Bostelmann mag Kinder, deswegen will sie, dass man sie als handlungsfähige Menschen respektiert. Sie hält nichts davon, wenn Erzieher Kleinkinder als Kuschelobjekte verniedlichen: »Wir müssen sie von klein auf ernst nehmen und ihnen etwas zutrauen.« Die Pädagogin hatte es als junger Mensch selbst schwer, ernst genommen zu werden. Als Tochter zweier Ärzte sollte sie Medizin studieren, sie wollte aber lieber Künstlerin werden. Die Ausbildung zur Krippenerzieherin in einer medizinischen Fachschule war der kleinste gemeinsame Nenner, und offensichtlich machte sie ihre Sache gut: Trotz der Geburt ihrer Tochter Friderike im ersten Ausbildungsjahr wurde Bostelmann bereits mit 22 Jahren stellvertretende Leiterin bei der Krippenvereinigung Marzahn. Nur ein Jahr später kam ihr Sohn Ferdinand zur Welt.

Vieles hat ihr an der DDR-Ausbildung in Kleinstkinderziehung gefallen. Neben Pflege, Pädagogik und Psychologie wurden Musik, Kunst, Bewegung und Sprachförderung gelehrt; Theorie und Praxis wechselten sich alle zwei Wochen ab. »Krippenerzieher und auch Familien mit Kindern hatten in der DDR einen weitaus besseren Ruf als heute«, sagt Bostelmann. Mit Grausen erinnert sie sich lediglich an die Ausbildungsleiterinnen, die wie Oberschwestern auftraten. Morgens gab es Fingernagelkontrolle, der faltenfreie Kittel musste präsentiert werden. Wenn Bostelmann solche kleinen Anekdoten erzählt, vergisst sie für kurze Momente ihre Anspannung und Konzentration. Sie verfällt dann in ein leichtes Berlinerisch und lacht sogar. »Ich kann mich erinnern, dass ich mich am ersten Tag im Pausenraum auf einen Stuhl gesetzt habe. Um mich herum wurden alle still. Da saß ich auf dem Stuhl der Leiterin – dat wusste ick doch nich, stand doch nich dran.«

Die positiven Aspekte der DDR-Ansätze integrierte die Erzieherin in ihre Arbeit und schuf so Krippen, die sich von vielen kommunalen Einrichtungen unterscheiden. »Antje Bostelmann hat mit hohem Engagement Kindertageseinrichtungen aufgebaut, die Wert auf eine umfassende Kreativitätsförderung legen«, sagt Günter Gerstberger von der Robert Bosch Stiftung. »Hier geht Klax exemplarisch neue Wege.« Räume und Spielmaterialien sind altersgerecht gestaltet, alle Kinder werden in altershomogenen Gruppen betreut. Bewegung, Musik und Kunst bilden einen Schwerpunkt in der Arbeit. Und die Erzieher lassen den Kindern Raum, Dinge zu tun, die ihnen Spaß machen. Länder wie Italien oder Schweden verfolgen übrigens einen ähnlichen Ansatz. Nicht zufällig macht beispielsweise Italien keinen Unterschied zwischen seinen Pädagogen: Ein Krippenerzieher kann Hochschulprofessor werden oder Gymnasiallehrer – und umgekehrt. Alle benötigen ein Hochschulstudium.

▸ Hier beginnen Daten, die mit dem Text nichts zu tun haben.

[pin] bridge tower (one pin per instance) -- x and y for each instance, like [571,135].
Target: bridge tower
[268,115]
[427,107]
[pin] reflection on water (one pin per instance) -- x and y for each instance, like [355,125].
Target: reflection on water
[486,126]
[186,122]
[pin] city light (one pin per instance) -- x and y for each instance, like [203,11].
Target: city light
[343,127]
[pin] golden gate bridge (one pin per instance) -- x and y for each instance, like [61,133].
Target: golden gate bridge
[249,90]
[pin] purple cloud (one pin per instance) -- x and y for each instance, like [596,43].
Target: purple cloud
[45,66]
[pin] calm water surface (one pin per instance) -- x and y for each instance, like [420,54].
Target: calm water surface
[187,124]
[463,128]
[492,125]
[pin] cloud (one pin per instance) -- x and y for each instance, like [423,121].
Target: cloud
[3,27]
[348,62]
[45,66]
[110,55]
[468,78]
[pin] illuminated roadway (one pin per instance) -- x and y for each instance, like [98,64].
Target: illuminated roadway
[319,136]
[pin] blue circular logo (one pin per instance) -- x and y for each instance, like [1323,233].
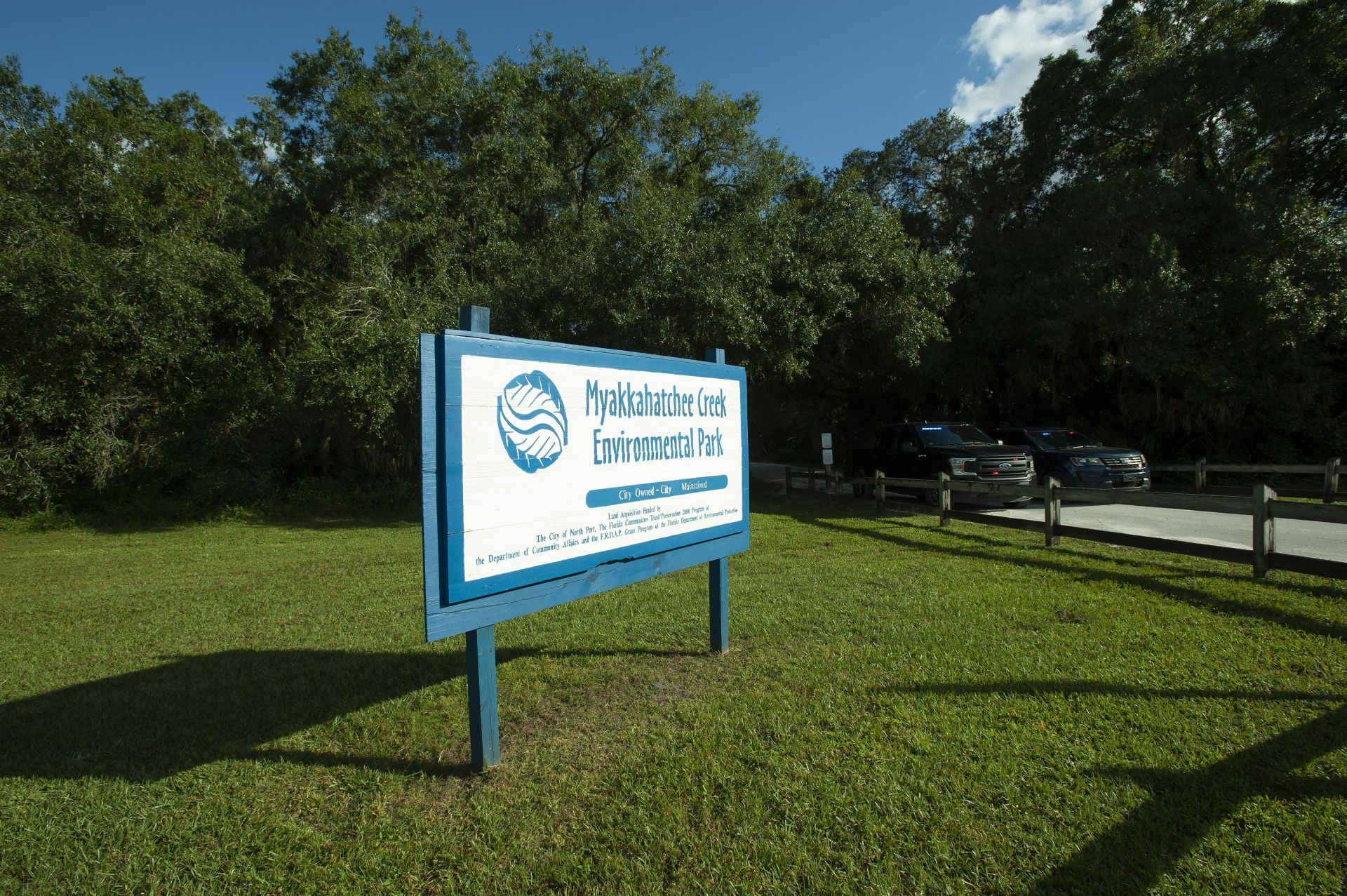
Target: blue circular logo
[532,421]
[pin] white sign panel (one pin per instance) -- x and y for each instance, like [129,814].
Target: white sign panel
[563,461]
[543,461]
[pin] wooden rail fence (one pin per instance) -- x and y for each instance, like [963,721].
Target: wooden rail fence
[1263,506]
[1330,471]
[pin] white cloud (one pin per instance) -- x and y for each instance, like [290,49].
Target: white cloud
[1013,42]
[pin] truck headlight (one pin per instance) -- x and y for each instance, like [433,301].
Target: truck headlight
[963,465]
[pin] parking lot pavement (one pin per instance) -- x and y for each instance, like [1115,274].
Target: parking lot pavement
[1325,541]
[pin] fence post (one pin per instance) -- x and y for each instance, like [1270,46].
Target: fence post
[946,499]
[1051,512]
[1265,528]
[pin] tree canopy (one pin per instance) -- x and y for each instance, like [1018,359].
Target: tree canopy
[1153,246]
[219,310]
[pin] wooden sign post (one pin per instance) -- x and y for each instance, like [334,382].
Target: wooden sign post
[553,472]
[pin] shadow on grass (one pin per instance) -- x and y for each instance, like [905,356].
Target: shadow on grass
[1180,808]
[155,723]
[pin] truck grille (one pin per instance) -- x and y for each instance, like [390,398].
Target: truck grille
[1013,467]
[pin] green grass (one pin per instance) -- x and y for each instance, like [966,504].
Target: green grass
[241,707]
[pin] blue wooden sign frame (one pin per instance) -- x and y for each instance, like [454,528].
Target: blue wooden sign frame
[471,608]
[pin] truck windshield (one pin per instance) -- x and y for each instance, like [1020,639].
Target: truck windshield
[1063,439]
[956,436]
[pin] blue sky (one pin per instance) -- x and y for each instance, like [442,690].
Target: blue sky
[831,77]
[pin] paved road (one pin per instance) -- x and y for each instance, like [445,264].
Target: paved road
[1294,537]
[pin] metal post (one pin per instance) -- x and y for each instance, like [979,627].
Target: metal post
[720,581]
[483,720]
[718,570]
[1265,530]
[946,499]
[1051,512]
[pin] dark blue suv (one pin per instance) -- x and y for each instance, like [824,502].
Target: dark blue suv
[1077,460]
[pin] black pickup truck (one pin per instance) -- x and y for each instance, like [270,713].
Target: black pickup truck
[1078,461]
[925,450]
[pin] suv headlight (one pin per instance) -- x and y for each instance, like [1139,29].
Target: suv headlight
[963,465]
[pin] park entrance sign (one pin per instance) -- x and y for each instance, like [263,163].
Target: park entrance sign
[553,472]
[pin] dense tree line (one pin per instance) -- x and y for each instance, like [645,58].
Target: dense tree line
[1152,244]
[1155,243]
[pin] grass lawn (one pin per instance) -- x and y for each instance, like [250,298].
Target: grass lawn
[248,708]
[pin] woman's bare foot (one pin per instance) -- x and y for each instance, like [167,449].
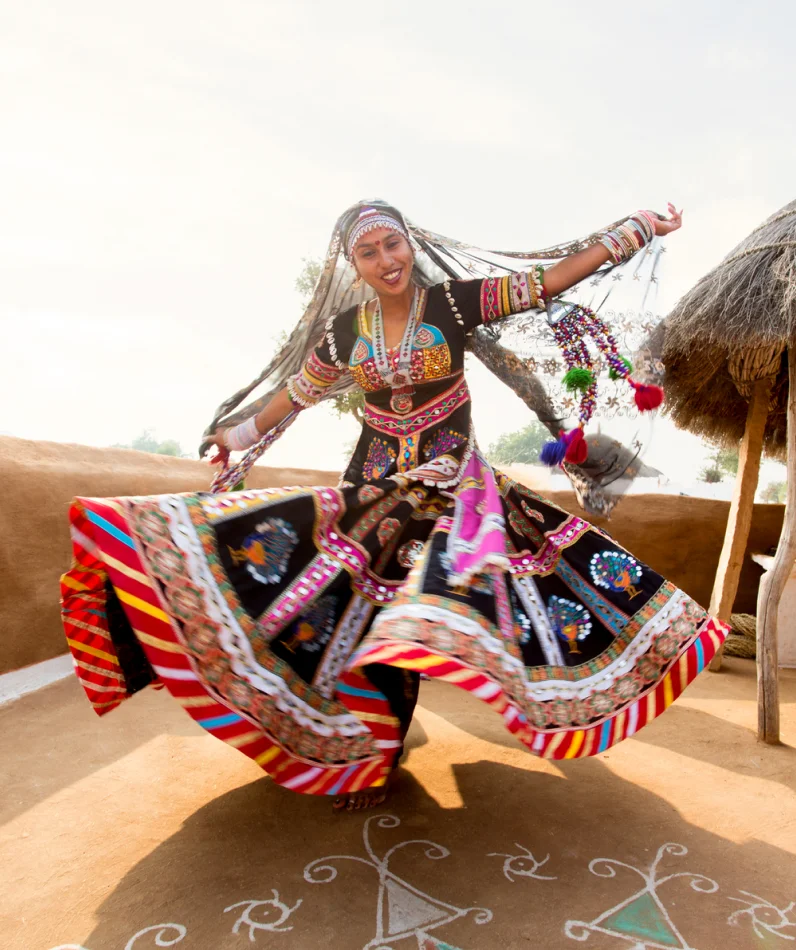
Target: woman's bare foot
[359,801]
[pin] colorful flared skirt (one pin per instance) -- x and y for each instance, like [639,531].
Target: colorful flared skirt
[293,623]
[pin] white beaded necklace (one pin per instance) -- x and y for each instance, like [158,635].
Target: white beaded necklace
[400,379]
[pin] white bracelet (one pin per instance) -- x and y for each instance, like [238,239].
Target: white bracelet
[243,436]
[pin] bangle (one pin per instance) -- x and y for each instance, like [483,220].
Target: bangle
[243,436]
[627,238]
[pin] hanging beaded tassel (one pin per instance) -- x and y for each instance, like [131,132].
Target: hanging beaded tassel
[571,332]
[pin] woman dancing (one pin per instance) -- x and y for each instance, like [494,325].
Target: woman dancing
[294,623]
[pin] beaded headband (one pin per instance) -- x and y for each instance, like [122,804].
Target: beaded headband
[369,219]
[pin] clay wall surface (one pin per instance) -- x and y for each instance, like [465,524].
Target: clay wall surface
[679,537]
[39,481]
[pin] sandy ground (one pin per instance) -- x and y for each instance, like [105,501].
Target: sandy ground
[112,826]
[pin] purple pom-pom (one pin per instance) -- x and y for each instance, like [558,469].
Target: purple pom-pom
[553,453]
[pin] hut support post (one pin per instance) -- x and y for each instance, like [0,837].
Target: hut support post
[773,584]
[739,522]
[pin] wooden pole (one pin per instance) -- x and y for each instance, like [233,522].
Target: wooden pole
[736,536]
[773,584]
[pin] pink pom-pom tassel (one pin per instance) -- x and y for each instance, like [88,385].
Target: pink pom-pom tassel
[647,397]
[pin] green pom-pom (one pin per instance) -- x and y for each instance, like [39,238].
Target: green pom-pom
[578,380]
[612,373]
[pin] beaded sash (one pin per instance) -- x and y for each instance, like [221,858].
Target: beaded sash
[433,412]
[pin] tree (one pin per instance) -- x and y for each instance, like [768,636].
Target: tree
[722,462]
[308,277]
[523,446]
[774,493]
[148,442]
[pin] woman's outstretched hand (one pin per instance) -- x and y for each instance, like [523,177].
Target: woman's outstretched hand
[667,225]
[215,444]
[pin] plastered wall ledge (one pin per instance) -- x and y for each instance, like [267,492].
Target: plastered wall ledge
[31,678]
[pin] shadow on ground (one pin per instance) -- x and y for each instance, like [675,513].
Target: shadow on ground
[258,838]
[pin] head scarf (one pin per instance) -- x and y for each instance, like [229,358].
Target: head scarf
[370,219]
[437,258]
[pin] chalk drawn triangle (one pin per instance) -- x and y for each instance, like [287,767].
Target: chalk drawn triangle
[408,911]
[642,918]
[431,943]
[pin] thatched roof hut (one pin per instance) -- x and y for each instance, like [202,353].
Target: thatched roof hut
[729,350]
[731,330]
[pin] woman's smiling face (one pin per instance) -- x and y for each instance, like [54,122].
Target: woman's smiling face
[383,259]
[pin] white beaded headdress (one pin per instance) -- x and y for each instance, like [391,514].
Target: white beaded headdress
[370,219]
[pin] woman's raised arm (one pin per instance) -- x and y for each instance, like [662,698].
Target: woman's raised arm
[577,267]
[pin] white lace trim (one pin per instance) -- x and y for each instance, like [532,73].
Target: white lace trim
[234,640]
[552,688]
[332,345]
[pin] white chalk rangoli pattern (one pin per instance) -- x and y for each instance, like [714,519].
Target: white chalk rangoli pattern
[273,926]
[522,865]
[766,917]
[642,919]
[160,930]
[402,910]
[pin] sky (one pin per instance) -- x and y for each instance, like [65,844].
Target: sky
[166,166]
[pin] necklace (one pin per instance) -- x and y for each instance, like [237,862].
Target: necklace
[398,379]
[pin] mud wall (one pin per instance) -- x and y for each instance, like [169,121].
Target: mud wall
[680,537]
[39,480]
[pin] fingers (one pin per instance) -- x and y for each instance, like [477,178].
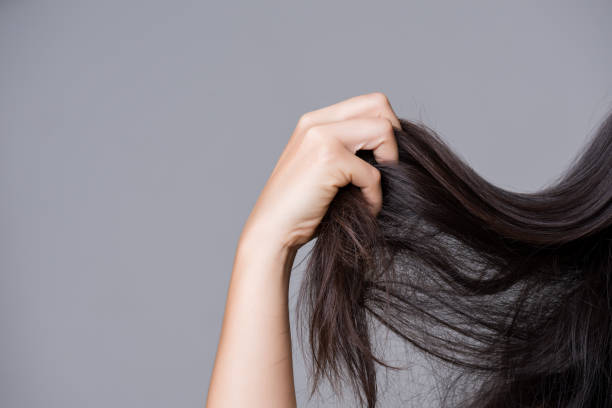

Die Klax-Chefin besucht ihre Einrichtungen häufig, spricht mit den Erziehern und hat wie zufällig ein Auge auf die Kinder, um möglicherweise Neues zu erfahren, was die Betreuungsarbeit verbessern könnte. In der Filiale Sonnenhaus in Berlin-Pankow, die sie an einem Oktobervormittag besucht, lässt sie sich von einem Dreijährigen seinen »Portfolio«-Ordner zeigen, eine Art Leistungsnachweis und Beurteilungsschrift in einem. »Ich kann geometrische Formen erkennen«, hat dort die Erzieherin in seinem Namen zwischen die gezeichneten Dreiecke und Kreise geschrieben. Besonders stolz weist der Junge auf einen anderen Satz: »Ich weiß, wo sich der Dynamo befindet.« Das hat der blonde Bub im »Universum« bewiesen – einem Raum zum Experimentieren und Nachforschen, der die Kinder an Natur, Handwerk und Technik heranführt. Die Fotos in seinem Ordner belegen die Erfolge, die er dort erzielt hat. Ein Universum gehört zu jeder Klax-Stätte. Gerade haben dort Dreijährige mit Wasser gearbeitet. Das steht jederzeit in Bechern und Krügen auf Tabletts in einem Regal parat, für jedes Kind greifbar.